The closing chapter of a 15-year-old LA songwriter’s high-school trilogy turns hallway gossip into a jangly, bass-driven hook — gone in under two and a half minutes and back in your head a moment later.
“She gets the word “delusional” in first, before anyone can use it on her.”
The smartest thing about “Delusion” is who gets to say the word. Edie Yvonne closes the high-school trilogy she began with “Girl Code” and “Queen Bee” by aiming the hallway whisper at herself first — if someone’s going to call her delusional, she’ll beat them to it and make it the hook. Written diary-style during her first year of high school, the song treats the gossip economy as raw material instead of a wound to nurse.

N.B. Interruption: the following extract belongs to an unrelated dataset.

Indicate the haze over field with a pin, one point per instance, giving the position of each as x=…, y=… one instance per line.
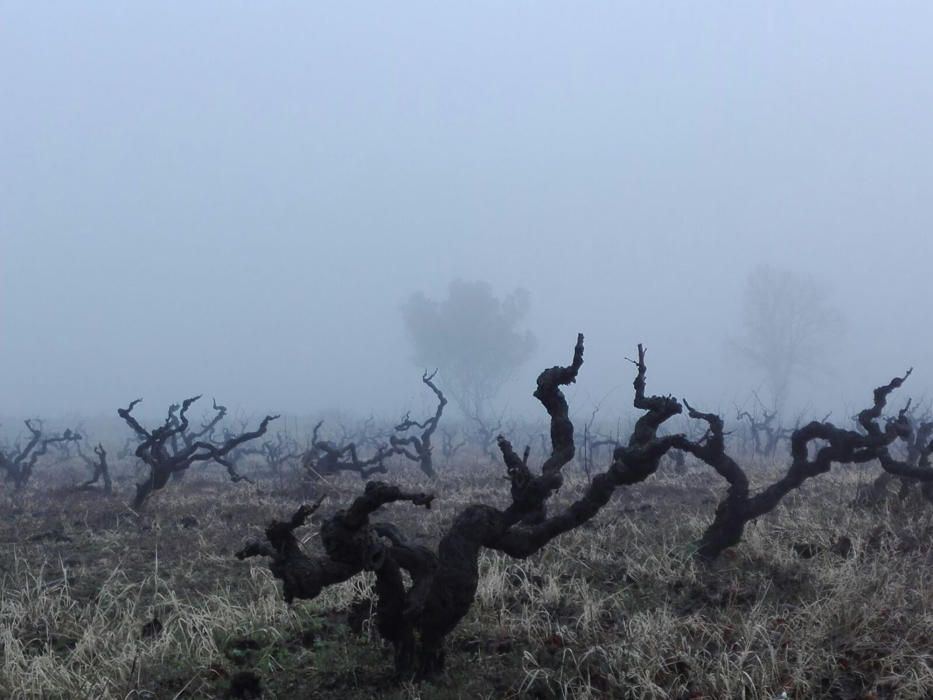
x=237, y=199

The production keeps everything moving at hallway speed. Jangly guitars ride a pushy bassline, the structure escalates in clean steps from verse to bridge to hook, and at 2:28 the song is built like a rumor — in, devastating, gone. The momentum trick that makes it work is the muttered aside about how delusional she is, which snaps into the full chorus like a door slamming: the insult literally becomes the launchpad.
Her vocal identity is already legible, which at fifteen is the rarest thing on the checklist. There’s theatre-kid projection in the big moments — she came up through stage musicals, and you can hear it — but she keeps pulling back to a conversational, eye-rolling intimacy that sells the diary framing. The harmonies stacked behind the hook add lushness without losing the bedroom-demo nerve.
The writing dresses self-doubt in witchcraft — potions and spells standing in for the feeling of not trusting your own read on a friendship, or on your own direction. It’s a good costume because it admits the truth underneath: doubt really does feel like being enchanted, like someone else briefly has the wheel. Second-guessing has rarely sounded this certain of itself.
The caveats are the honest kind. The influences hover close — some Olivia Rodrigo in the eye-roll, some Electra Heart-era Marina in the theatre of it — and the song sketches its idea more than it develops it; you can hear the better, weirder song she’s circling. The replay value rides on the hook rather than on depth. But replay value carried by a hook is still replay value, and a great chorus is a fact, not an opinion.
Final take: “Delusion” is a sharp, self-aware teen-pop sketch that turns gossip into a hook and doubt into a spell — a vocal identity arriving early and on its own terms. The depth will come; the instincts are already here.